What’s the problem with single use plastic?
“You cannot get through a single day without having an impact on the world around you. What you do makes a difference, and you have to decide what kind of difference you want to make.” – Jane Goodall.
Overconsumption of single use plastic is causing serious global pollution problems, destroying communities and harming wildlife. We all play a part in the future, so our current choices, behaviours and values will determine what legacy we leave behind.
Developed countries, including the USA, EU, Singapore and Australia, have an estimated plastic consumption of 50 -100 kg/person/yr. While the annual consumption in the poorer developing countries, particularly Asia, Africa and South America, is between 10 – 50 kg/person/yr.
The biggest contributing industry sector of disposable plastic by far is packaging for food and drink. Of the 42% of plastics consumed in the single use food and beverage industry, 26% is from packaging alone.

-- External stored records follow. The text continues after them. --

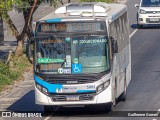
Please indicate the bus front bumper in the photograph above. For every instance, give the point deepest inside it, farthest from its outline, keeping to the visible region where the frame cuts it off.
(103, 97)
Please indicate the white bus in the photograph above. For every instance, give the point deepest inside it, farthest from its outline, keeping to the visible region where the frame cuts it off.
(82, 55)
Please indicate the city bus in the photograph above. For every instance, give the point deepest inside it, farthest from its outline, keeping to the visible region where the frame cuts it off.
(81, 55)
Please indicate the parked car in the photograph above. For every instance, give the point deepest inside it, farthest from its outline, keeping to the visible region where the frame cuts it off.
(148, 12)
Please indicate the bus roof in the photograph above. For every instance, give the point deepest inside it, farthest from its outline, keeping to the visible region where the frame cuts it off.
(86, 11)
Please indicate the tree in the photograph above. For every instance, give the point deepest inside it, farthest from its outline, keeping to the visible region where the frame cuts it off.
(27, 7)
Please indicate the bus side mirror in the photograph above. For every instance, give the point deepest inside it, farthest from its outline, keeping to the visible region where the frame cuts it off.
(30, 49)
(136, 5)
(115, 46)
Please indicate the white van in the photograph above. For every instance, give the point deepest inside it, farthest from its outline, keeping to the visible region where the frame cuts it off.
(148, 13)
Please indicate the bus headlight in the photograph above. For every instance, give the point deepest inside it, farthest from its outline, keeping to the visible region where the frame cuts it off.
(42, 89)
(103, 86)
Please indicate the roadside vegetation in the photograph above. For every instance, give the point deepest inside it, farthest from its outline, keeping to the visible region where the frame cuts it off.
(13, 71)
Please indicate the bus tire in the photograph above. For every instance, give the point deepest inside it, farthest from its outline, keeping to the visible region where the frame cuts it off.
(48, 109)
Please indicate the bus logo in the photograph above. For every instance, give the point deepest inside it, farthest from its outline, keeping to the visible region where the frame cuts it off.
(76, 68)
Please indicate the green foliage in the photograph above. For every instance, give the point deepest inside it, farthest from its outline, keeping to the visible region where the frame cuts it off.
(9, 73)
(107, 1)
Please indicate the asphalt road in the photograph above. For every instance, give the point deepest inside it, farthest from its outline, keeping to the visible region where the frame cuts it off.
(143, 91)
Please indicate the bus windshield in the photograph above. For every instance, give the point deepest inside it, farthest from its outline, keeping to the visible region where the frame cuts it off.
(150, 3)
(72, 55)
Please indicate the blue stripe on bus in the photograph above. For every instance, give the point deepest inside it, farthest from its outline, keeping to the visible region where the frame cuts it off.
(85, 91)
(54, 20)
(51, 87)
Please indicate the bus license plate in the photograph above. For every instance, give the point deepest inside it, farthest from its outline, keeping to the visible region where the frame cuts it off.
(154, 19)
(72, 98)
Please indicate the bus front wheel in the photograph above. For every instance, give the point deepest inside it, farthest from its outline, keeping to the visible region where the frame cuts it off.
(48, 108)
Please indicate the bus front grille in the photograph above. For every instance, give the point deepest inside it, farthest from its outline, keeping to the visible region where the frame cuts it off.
(81, 97)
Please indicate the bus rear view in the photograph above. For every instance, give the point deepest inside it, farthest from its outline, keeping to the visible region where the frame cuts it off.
(75, 58)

Consumption rates are often linked to affluence, while pollution is closely associated to available services and transportation of materials. It is important to note that for many years, affluent countries were shipping their waste to poorer countries, essentially dumping their rubbish in regions with poor waste management services and infrastructure to deal with it, creating a false picture of where the highest plastic waste problem was actually occurring.
In 1964, 15 million tonnes of plastics were produced, compared to 311 million tonnes in 2014, and this is expected to double to over 600 million tonnes in 20 years! But only 14% of plastics are currently recycled, compared to 58% of paper and 70 – 90% of steel and iron.
While the need to rapidly implement reduction strategies at all levels of government, business and communities for single use plastics is important, we also need to urgently focus on the current plastic waste flows, so we can stop oceans bound plastic. With the expectation that oceans will contain 1 tonne of plastic for every 3 tonnes of fish by 2025, and even more concerningly, more plastic than fish (by weight) by 2050, we simply must act now to stem the tide.
There are three things that can happen to plastic waste – recycle, recovery or disposal.
‘Recycle’ is where new products are made, ‘recovery’ means to turn plastics into heat, or its original form, crude oil, gas or other ‘energy’ products, and ‘disposal’ is where plastics are either buried in landfills or beaches, dumped in rivers, oceans or environment, or burnt in households, backyards and other places.
The worldwide average of plastic recycling and recovery rates are less than 15%, despite peoples desire to recycle or recover plastic waste in preference to disposal.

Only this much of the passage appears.